Airflow Custom Service Descriptor (CSD)
This repository allows you to install Apache Airflow as a service managable by Cloudera Manager.
- A supported operating system.
- MySQL or PostgreSQL database in which to store Airflow metadata.
- RabbitMQ
- Airflow Parcel
- Airflow 1.9.0
- Airflow 1.10.3
- CentOS/RHEL 6 & 7
- Debian 8
- Ubuntu 14.04, 16.04, & 18.04
- Download the Jar file. Airflow CSD
- Copy the jar file to the
/opt/cloudera/csd
location on the Cloudera Manager server. - Restart the Cloudera Manager Server service.
service cloudera-scm-server restart
- A database needs to be created.
- A database user needs to be created along with a password.

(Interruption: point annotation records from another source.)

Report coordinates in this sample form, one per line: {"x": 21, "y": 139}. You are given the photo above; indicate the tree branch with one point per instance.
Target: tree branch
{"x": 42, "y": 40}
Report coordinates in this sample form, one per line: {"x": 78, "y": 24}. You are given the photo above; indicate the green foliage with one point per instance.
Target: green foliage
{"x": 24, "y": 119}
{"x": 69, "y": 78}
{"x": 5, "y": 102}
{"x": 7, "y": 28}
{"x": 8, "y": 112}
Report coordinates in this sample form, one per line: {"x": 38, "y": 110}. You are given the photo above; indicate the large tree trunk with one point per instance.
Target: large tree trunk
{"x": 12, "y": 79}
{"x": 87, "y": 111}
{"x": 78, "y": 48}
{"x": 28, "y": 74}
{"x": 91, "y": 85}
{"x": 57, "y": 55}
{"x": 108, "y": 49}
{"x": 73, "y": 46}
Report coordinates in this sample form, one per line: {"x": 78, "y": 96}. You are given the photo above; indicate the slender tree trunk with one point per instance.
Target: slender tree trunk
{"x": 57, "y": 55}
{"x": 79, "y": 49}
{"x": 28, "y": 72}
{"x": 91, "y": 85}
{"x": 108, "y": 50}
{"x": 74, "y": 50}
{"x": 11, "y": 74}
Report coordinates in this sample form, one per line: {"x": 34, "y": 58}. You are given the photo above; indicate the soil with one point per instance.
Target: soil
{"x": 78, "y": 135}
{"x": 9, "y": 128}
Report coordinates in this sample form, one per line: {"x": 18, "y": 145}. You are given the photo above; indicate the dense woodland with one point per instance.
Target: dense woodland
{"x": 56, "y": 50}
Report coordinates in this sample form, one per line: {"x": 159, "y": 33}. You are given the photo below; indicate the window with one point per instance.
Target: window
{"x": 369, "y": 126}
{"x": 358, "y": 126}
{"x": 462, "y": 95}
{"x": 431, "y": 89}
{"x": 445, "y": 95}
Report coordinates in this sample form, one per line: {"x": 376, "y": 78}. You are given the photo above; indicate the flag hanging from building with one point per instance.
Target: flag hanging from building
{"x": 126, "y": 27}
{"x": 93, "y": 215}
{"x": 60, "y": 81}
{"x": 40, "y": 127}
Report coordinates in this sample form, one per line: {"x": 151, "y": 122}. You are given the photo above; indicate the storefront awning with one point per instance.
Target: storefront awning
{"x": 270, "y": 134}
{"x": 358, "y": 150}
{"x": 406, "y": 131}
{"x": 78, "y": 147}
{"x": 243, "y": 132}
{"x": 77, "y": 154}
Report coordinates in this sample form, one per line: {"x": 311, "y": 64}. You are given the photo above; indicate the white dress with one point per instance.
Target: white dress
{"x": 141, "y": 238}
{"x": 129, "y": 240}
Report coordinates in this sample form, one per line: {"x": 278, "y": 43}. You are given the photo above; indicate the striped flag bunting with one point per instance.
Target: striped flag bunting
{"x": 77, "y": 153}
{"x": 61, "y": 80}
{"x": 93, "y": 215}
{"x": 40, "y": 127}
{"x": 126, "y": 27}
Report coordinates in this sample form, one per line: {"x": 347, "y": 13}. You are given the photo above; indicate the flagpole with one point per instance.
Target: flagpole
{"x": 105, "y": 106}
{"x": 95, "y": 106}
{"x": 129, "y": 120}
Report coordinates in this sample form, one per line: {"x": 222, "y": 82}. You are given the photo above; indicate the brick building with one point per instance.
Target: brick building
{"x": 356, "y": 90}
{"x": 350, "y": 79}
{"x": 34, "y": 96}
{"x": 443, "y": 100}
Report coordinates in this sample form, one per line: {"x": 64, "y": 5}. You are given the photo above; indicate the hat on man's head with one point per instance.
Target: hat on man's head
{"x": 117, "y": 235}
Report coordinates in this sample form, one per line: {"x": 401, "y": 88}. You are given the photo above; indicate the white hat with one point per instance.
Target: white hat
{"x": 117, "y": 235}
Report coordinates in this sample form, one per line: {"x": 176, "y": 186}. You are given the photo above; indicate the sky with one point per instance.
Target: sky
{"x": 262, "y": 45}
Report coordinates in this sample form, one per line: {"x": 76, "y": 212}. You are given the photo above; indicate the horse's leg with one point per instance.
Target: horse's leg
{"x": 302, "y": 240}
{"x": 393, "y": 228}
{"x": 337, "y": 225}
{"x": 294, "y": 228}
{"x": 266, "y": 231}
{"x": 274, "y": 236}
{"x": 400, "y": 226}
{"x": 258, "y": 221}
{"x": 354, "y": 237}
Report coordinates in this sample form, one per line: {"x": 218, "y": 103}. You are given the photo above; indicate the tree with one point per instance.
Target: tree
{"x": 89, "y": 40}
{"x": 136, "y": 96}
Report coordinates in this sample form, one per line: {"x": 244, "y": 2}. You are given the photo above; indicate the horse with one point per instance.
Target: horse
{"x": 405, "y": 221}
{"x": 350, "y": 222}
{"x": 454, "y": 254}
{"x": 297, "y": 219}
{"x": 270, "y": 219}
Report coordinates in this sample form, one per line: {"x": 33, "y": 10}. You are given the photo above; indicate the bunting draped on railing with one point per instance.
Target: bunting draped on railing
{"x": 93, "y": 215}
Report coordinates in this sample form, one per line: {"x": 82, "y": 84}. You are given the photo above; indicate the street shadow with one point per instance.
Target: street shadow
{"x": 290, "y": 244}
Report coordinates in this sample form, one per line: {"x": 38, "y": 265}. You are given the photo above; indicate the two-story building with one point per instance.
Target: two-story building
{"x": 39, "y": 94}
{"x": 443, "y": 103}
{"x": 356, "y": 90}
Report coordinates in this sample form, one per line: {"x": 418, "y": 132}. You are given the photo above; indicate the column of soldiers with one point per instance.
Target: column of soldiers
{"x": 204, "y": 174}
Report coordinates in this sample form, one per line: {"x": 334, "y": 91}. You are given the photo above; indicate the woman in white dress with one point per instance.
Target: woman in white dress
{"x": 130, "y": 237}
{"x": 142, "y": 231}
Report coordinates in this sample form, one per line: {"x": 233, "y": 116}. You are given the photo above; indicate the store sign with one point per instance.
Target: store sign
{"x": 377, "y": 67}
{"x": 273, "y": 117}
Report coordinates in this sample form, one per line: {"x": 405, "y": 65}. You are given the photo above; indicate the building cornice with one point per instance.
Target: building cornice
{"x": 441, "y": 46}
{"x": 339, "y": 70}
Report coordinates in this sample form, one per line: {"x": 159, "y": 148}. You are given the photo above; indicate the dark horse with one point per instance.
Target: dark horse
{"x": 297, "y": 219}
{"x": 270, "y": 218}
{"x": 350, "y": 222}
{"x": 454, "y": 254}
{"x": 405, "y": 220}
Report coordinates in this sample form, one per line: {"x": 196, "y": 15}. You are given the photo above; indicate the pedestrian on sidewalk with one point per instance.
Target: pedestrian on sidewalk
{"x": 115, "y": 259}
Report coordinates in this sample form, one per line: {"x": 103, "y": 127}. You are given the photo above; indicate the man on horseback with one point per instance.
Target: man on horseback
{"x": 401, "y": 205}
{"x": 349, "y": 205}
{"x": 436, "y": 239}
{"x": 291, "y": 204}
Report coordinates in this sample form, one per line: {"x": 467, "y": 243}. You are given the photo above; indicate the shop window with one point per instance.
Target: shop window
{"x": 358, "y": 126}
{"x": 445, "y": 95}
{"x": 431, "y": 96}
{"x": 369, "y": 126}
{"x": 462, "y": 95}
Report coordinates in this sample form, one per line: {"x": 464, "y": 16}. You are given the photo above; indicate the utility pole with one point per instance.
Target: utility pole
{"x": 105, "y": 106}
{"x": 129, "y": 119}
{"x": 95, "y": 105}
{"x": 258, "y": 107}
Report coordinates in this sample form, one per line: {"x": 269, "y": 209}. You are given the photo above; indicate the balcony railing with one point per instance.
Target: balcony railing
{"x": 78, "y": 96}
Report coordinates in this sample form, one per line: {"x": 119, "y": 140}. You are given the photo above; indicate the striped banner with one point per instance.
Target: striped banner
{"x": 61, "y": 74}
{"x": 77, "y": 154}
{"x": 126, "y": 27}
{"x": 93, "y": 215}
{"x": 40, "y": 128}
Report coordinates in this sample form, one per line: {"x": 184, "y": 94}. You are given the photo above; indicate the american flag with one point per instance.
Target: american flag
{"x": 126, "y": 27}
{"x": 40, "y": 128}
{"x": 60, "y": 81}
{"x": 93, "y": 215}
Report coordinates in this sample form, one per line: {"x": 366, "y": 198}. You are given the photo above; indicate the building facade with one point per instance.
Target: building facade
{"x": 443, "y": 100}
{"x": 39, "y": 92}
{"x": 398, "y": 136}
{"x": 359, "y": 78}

- Grant all the privileges on the database to the newly created user.
- Set
AIRFLOWDB_PASSWORD
to a sufficient value. For example, run the following in your Linux shell session:< /dev/urandom tr -dc A-Za-z0-9 | head -c 20;echo
Example for MySQL:
- Create a database.
CREATE DATABASE airflow DEFAULT CHARACTER SET utf8 COLLATE utf8_unicode_ci;
- Create a new user and grant privileges on the database.
GRANT ALL ON airflow.* TO 'airflow'@'localhost' IDENTIFIED BY 'AIRFLOWDB_PASSWORD'; GRANT ALL ON airflow.* TO 'airflow'@'%' IDENTIFIED BY 'AIRFLOWDB_PASSWORD';
Alternatively, you can use the Airflow/MySQL deployment script to create the MySQL database using:
create_mysql_dbs-airflow.sh --host <host_name> --user <username> --password <password>
Example for PostgreSQL:
- Create a role.
CREATE ROLE airflow LOGIN ENCRYPTED PASSWORD 'AIRFLOWDB_PASSWORD' NOSUPERUSER INHERIT CREATEDB NOCREATEROLE; ALTER ROLE airflow SET search_path = airflow, "$user", public;
- Create a database.
CREATE DATABASE airflow WITH OWNER = airflow ENCODING = 'UTF8' TABLESPACE = pg_default CONNECTION LIMIT = -1;
Alternatively, you can use the Airflow/PostgreSQL deployment script to create the PostgreSQL database using:
create_postgresql_dbs-airflow.sh --host <host_name> --user <username> --password <password>
There are six roles available for deployment:
- Webserver
- Scheduler
- Worker
- Flower Webserver
- Kerberos
- Gateway
Webserver: Airflow Webserver role runs the Airflow Web UI. Webserver role can be deployed on more than instances. However, they will be the same and can be used for backup purposes.
Scheduler: Airflow Scheduler role is used to schedule the Airflow jobs. This is limited to one instance to reduce the risk of duplicate jobs.
Worker: Airflow Worker role picks jobs from the Scheduler and executes them. Multiple instances can be deployed.
Flower Webserver: Flower Webserver role is used to monitor Celery clusters. Celery allows for the expansion of Worker Only one instance is needed.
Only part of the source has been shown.